Developmental phenotypic plasticity is a widespread phenomenon that allows organisms to produce different adult phenotypes in response to different environments. Investigating the molecular mechanisms underlying plasticity has the potential to reveal the precise changes that lead to the evolution of plasticity as a phenotype. Here, we study wing plasticity in multiple host-plant adapted populations of pea aphids as a model for understanding adaptation to different environments within a single species. We describe the wing plasticity response of different ‘biotypes’ to a crowded environment and find differences within as well as among biotypes. We then use transcriptome profiling to compare a highly plastic pea aphid genotype to one that shows no plasticity and find that the latter exhibits no gene expression differences between environments. We conclude that the loss of plasticity has been accompanied by a loss of differential gene expression and therefore that genetic assimilation has occurred. Our gene expression results generalize previous studies that have shown a correlation between plasticity in morphology and gene expression.

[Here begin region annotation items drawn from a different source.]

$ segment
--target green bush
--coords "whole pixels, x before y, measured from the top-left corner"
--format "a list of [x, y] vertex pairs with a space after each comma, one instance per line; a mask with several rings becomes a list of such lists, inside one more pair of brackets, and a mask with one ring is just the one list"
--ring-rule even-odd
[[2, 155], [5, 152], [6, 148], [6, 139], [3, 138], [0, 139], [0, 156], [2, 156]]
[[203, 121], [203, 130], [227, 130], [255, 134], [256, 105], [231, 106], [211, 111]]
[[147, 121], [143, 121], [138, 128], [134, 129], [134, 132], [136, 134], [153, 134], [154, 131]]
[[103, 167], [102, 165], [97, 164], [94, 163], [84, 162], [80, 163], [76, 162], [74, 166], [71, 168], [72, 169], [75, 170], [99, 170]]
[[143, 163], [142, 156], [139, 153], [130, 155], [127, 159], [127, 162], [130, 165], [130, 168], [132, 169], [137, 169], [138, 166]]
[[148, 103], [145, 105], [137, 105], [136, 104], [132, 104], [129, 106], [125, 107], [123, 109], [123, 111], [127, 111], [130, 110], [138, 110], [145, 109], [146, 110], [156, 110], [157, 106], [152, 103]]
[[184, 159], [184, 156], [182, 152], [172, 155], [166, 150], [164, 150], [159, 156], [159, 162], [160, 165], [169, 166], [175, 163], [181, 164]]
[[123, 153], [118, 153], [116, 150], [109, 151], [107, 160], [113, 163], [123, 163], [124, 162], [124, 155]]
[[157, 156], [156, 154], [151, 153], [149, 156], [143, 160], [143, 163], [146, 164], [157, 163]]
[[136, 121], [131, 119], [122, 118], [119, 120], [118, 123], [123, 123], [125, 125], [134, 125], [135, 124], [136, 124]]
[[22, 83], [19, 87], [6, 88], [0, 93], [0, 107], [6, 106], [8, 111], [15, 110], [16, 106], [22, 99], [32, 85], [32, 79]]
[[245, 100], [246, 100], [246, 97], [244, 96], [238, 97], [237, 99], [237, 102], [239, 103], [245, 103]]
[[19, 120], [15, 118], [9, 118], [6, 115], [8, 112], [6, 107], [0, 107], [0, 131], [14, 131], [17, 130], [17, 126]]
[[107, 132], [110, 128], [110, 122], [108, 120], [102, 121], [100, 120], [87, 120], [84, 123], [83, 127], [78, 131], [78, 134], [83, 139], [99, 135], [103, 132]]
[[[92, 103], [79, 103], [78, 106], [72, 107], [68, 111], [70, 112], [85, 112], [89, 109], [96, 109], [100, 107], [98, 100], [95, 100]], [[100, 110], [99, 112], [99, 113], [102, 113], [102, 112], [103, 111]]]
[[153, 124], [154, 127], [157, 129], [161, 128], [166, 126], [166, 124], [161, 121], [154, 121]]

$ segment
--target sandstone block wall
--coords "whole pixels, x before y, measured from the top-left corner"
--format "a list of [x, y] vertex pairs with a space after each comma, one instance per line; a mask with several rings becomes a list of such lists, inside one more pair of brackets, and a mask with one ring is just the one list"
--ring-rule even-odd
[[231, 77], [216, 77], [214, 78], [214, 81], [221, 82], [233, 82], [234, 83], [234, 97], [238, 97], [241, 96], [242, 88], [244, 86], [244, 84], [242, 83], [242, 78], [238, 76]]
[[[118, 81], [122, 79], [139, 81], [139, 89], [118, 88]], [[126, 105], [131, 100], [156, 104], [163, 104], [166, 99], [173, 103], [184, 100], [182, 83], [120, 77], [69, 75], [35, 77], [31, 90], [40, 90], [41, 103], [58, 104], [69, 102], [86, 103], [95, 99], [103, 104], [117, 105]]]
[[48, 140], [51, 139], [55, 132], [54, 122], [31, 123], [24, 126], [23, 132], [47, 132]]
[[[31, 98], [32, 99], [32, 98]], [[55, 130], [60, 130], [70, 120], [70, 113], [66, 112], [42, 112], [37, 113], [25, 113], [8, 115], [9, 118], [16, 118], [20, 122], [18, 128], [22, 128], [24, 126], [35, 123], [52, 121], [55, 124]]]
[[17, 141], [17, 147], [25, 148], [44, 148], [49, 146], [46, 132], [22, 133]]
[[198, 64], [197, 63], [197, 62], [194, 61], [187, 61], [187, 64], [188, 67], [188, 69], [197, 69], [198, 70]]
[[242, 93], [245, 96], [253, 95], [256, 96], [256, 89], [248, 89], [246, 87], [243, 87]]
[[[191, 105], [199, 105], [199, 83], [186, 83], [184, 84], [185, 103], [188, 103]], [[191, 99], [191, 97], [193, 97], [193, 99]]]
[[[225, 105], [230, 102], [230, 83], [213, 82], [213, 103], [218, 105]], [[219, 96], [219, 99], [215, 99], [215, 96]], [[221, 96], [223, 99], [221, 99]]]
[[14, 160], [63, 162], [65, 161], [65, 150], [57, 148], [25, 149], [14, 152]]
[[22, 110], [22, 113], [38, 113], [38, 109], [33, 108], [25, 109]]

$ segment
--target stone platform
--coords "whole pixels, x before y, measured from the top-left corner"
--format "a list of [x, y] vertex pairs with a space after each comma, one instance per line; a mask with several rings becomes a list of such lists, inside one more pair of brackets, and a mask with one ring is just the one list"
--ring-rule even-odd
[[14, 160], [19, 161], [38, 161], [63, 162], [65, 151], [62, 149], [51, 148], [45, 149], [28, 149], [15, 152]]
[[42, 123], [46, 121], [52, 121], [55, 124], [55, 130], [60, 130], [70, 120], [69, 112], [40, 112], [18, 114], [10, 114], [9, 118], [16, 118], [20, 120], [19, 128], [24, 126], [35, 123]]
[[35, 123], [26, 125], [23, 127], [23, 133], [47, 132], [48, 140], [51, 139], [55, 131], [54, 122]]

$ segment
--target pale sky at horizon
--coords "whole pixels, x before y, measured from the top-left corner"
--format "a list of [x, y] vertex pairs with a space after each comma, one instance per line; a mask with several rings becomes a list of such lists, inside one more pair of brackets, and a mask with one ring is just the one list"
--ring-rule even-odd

Tab 1: Data associated with Figure 1. Aphid genotype and biotype are shown in the first two columns. The number of Unwinged and Winged aphids from each plant are shown in the third and fourth columns, respectively.

Tab 2: Data associated with Figure 2. Genotype is shown in the first column (either 319 or 74). The Treatment (whether an aphid was exposed to solitary or crowded conditions) is shown in the second column. As above, the number of Unwinged and Winged aphids from each plant are shown in the third and fourth columns, respectively.